Ao longo de quase século e meio de existência de terrorismo global o papel da mulher tem sido sobretudo encarado na perspetiva do agente. Uma leitura redutora. A participação feminina no terrorismo assume três dimensões bem diferenciadas.

Assim, no que diz respeito ao primeiro nível, a imagem da mulher terrorista vem desde a fase inicial, aquela que Rapoport designou como terrorismo anarquista. Basta recordar que havia mulheres no seio do grupo Narodnaya Volya que, em 1881, assassinou o czar Alexandre II.

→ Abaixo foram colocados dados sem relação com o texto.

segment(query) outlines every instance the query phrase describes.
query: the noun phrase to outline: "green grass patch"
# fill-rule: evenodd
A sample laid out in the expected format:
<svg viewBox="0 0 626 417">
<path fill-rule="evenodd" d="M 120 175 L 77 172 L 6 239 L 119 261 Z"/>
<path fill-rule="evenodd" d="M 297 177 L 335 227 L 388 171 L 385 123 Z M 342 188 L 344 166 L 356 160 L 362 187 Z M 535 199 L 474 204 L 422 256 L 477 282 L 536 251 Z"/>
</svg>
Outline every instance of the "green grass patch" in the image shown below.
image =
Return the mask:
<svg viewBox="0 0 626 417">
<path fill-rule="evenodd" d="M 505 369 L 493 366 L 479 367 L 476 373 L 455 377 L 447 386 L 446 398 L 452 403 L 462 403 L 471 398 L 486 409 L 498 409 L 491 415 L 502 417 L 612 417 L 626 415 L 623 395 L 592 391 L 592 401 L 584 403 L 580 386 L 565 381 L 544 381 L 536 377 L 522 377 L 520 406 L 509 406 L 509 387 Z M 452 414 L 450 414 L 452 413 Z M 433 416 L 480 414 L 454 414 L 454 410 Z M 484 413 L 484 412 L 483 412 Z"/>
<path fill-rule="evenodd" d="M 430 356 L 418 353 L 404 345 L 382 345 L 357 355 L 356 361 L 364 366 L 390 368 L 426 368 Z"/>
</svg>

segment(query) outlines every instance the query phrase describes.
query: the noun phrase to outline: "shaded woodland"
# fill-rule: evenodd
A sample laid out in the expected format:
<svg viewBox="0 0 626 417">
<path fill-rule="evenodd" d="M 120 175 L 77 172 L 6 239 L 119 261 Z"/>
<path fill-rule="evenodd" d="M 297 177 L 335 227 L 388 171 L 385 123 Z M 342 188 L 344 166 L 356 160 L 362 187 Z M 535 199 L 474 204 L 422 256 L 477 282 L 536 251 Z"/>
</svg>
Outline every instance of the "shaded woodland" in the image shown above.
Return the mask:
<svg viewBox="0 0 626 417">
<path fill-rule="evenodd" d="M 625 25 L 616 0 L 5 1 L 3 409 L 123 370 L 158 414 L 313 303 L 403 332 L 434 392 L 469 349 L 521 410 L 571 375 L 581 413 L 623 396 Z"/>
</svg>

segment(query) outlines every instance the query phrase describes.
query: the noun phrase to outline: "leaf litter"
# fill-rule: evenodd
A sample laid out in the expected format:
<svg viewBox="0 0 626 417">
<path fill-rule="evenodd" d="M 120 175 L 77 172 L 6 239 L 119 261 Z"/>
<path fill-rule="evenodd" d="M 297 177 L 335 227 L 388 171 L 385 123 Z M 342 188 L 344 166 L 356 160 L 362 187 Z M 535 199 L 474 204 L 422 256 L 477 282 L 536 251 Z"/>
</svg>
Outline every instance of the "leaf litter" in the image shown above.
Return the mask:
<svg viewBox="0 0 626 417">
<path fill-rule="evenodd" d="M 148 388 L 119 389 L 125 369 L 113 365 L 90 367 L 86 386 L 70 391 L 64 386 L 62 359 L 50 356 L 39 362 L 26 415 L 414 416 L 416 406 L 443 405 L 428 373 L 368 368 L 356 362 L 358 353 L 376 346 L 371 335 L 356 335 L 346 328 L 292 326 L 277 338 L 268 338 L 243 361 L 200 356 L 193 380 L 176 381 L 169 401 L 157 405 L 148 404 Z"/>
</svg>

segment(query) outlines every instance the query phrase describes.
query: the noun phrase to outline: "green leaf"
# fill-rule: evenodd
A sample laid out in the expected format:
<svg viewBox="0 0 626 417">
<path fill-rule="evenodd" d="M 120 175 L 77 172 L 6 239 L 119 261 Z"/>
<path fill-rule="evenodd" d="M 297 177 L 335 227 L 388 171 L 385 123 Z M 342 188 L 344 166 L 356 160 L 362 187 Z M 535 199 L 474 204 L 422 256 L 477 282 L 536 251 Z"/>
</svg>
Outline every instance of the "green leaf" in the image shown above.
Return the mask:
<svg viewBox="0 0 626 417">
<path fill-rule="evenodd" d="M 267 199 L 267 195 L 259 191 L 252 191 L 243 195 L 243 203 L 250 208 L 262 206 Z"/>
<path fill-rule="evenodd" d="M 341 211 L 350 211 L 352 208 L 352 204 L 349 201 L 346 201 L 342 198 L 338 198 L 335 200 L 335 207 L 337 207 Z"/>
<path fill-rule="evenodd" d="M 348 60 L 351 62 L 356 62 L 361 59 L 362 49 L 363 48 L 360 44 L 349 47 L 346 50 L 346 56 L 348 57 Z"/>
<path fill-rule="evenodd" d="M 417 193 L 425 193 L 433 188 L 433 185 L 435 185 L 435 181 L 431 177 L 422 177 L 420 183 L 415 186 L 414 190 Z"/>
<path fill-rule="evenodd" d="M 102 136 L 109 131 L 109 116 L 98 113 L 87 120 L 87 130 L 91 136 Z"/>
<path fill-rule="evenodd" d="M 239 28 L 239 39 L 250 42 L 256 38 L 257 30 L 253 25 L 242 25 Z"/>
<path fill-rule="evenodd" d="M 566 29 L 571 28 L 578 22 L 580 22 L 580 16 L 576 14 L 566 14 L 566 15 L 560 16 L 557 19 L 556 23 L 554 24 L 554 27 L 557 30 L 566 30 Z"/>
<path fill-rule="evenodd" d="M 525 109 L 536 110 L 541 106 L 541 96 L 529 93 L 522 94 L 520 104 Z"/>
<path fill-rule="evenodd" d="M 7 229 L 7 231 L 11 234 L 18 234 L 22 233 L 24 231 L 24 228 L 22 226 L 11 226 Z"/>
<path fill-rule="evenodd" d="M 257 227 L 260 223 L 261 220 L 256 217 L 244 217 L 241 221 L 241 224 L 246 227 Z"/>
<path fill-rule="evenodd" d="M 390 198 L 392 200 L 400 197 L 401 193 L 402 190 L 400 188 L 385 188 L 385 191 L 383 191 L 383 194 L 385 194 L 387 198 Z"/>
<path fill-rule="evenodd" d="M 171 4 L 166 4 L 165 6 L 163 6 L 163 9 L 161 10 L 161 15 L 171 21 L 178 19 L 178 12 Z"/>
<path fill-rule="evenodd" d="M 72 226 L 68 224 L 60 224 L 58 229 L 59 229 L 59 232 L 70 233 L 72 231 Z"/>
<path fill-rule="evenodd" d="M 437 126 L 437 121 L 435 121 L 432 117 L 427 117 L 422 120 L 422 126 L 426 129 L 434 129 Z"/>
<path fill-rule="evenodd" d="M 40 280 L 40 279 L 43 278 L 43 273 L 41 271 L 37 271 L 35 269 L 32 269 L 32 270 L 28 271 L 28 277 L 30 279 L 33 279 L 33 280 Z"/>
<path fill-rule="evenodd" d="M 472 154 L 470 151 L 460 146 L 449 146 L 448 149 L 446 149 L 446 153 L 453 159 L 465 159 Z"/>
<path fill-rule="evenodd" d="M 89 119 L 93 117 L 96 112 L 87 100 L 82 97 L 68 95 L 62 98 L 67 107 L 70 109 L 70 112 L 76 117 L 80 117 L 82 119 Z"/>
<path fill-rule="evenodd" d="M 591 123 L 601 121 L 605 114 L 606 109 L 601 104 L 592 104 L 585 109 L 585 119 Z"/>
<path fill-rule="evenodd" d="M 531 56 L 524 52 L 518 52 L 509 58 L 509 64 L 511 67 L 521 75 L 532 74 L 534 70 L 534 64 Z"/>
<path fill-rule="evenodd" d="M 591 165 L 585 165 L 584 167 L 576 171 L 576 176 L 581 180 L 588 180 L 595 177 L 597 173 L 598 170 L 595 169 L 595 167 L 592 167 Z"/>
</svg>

Além disso, a presença feminina é inegável nos grupos que surgiram nas outras três fases do terrorismo global. No âmbito exclusivamente secular os exemplos são vários, designadamente as Viúvas Negras da Chechénia ou as terroristas da ETA e das Brigadas Vermelhas. Na fase em que a motivação religiosa se acrescentou a outras causas, a mulher passou a integrar grupos fundamentalistas como a Al-Qaeda, o Estado Islâmico ou o Boko Haram.

Mulheres cuja ação terrorista, durante um longo período, quase não era objeto de divulgação. O seu papel subalterno também se fazia sentir no âmbito do terrorismo. Daí que as bombistas suicidas não tivessem direito a deixar vídeos gravados e não atacassem alvos relevantes. Por isso a relutância inicial das Brigadas al-Aqsa Martyrs em admitirem a autoria do atentado perpetrado pela sua militante Wafa Idris quando se fez explodir em Jerusalém.

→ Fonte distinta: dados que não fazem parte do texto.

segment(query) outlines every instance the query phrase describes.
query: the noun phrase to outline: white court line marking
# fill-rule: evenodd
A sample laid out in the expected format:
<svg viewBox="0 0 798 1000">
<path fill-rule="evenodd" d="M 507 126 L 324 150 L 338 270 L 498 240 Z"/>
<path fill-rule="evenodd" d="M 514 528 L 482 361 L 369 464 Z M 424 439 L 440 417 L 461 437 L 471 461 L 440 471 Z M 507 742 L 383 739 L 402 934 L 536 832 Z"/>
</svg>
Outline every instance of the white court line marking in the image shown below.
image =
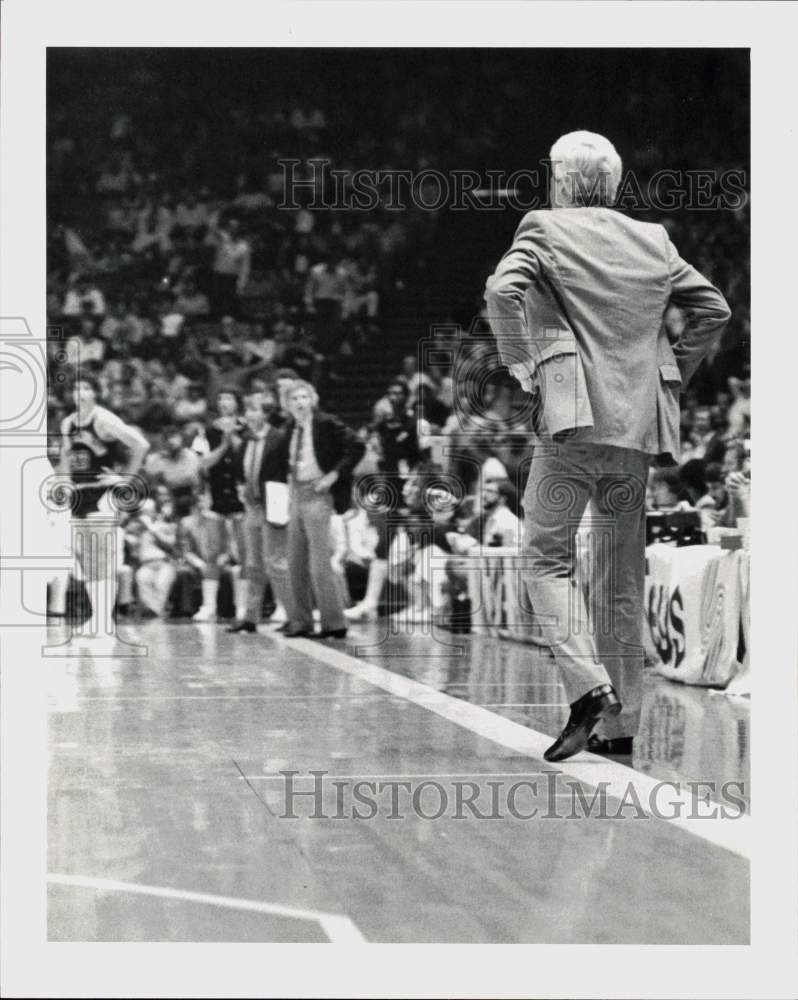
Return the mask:
<svg viewBox="0 0 798 1000">
<path fill-rule="evenodd" d="M 567 701 L 481 701 L 483 708 L 568 708 Z"/>
<path fill-rule="evenodd" d="M 559 681 L 457 681 L 457 683 L 447 684 L 447 688 L 472 688 L 472 687 L 536 687 L 536 688 L 558 688 L 562 687 Z"/>
<path fill-rule="evenodd" d="M 256 899 L 239 899 L 237 896 L 216 896 L 209 892 L 190 892 L 187 889 L 168 889 L 138 882 L 118 882 L 109 878 L 89 878 L 84 875 L 56 875 L 48 873 L 52 885 L 70 885 L 79 889 L 100 889 L 108 892 L 129 892 L 139 896 L 156 896 L 160 899 L 177 899 L 185 903 L 204 903 L 227 910 L 247 910 L 250 913 L 268 913 L 292 920 L 311 920 L 319 924 L 332 944 L 364 944 L 366 939 L 349 917 L 321 910 L 300 910 L 278 903 L 261 903 Z"/>
<path fill-rule="evenodd" d="M 282 638 L 279 641 L 282 645 Z M 383 691 L 390 691 L 391 694 L 405 698 L 411 704 L 434 712 L 442 719 L 516 753 L 542 760 L 544 750 L 552 742 L 550 736 L 535 729 L 522 726 L 479 705 L 472 705 L 442 691 L 435 691 L 420 681 L 411 680 L 384 667 L 366 663 L 337 649 L 323 646 L 312 639 L 291 639 L 290 644 L 291 649 L 301 650 L 311 659 L 367 681 Z M 716 847 L 723 847 L 740 857 L 750 857 L 751 817 L 747 814 L 724 807 L 728 815 L 723 818 L 719 814 L 718 804 L 710 802 L 708 803 L 710 814 L 697 816 L 696 812 L 699 811 L 701 803 L 694 800 L 689 791 L 683 792 L 680 789 L 677 792 L 670 787 L 667 801 L 661 803 L 662 807 L 668 810 L 666 813 L 668 818 L 665 819 L 662 815 L 658 816 L 651 807 L 652 801 L 655 806 L 659 805 L 657 790 L 663 787 L 663 782 L 587 751 L 582 751 L 570 760 L 560 761 L 556 769 L 589 787 L 596 788 L 600 784 L 607 795 L 620 802 L 629 795 L 629 789 L 632 787 L 641 808 L 649 816 L 672 823 L 693 836 Z M 677 805 L 678 810 L 675 808 Z M 671 811 L 679 814 L 671 819 Z"/>
<path fill-rule="evenodd" d="M 364 691 L 362 694 L 145 694 L 88 695 L 75 701 L 355 701 L 359 698 L 384 698 L 384 694 Z"/>
<path fill-rule="evenodd" d="M 286 768 L 286 770 L 288 770 Z M 346 781 L 351 778 L 374 778 L 379 781 L 394 781 L 397 778 L 539 778 L 542 774 L 552 774 L 553 771 L 469 771 L 465 774 L 325 774 L 322 781 Z M 304 774 L 292 774 L 292 781 L 315 781 L 308 771 Z M 285 781 L 282 774 L 241 774 L 238 781 Z"/>
</svg>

Uma realidade que viria a ser alterada por força do contra-terrorismo e da rede.

No primeiro caso, a vigilância oficial sobre o elemento masculino funcionou como incentivo para que os grupos terroristas passassem a apostar na participação feminina. Uma aposta incrementada quando esses grupos perceberam que um atentado suicida levado a cabo por uma mulher ou por uma criança captava o quádruplo da atenção dos meios de comunicação social.

No segundo caso, porque os grupos terroristas perceberam que a rede lhes proporcionava um mundo de oportunidades, nomeadamente no que concerne à divulgação da mensagem e ao recrutamento de militantes. Função que uma população feminina ocidental, maioritariamente recém-convertida, dispunha de preparação para desempenhar.

Relativamente ao segundo nível de análise, há que ter em conta que o elemento feminino também consta entre as principais vítimas do terrorismo e não apenas pelo elevado número de mulheres mortas na sequência dos atentados. Trata-se da mulher vítima da inculcação ideológica alicerçada em falácias alimentadas pelo pensamento único dominante. A alteração de mentalidades é um processo moroso. Uma vítima que pode vir a assumir a condição de algoz. O regresso à dimensão anterior sem disso ter consciência. O terrorismo não representa uma forma de emancipação.

Finalmente, convirá dizer que a mulher ainda pode desempenhar um terceiro papel. A ligação privilegiada aos filhos a funcionar como elemento dissuasor da radicalização e potencializador da desfundamentalização da família. Um papel que requer vontade política para mobilizar múltiplas valências.

Afinal, o controlo do terrorismo global também passa pela valorização da mulher.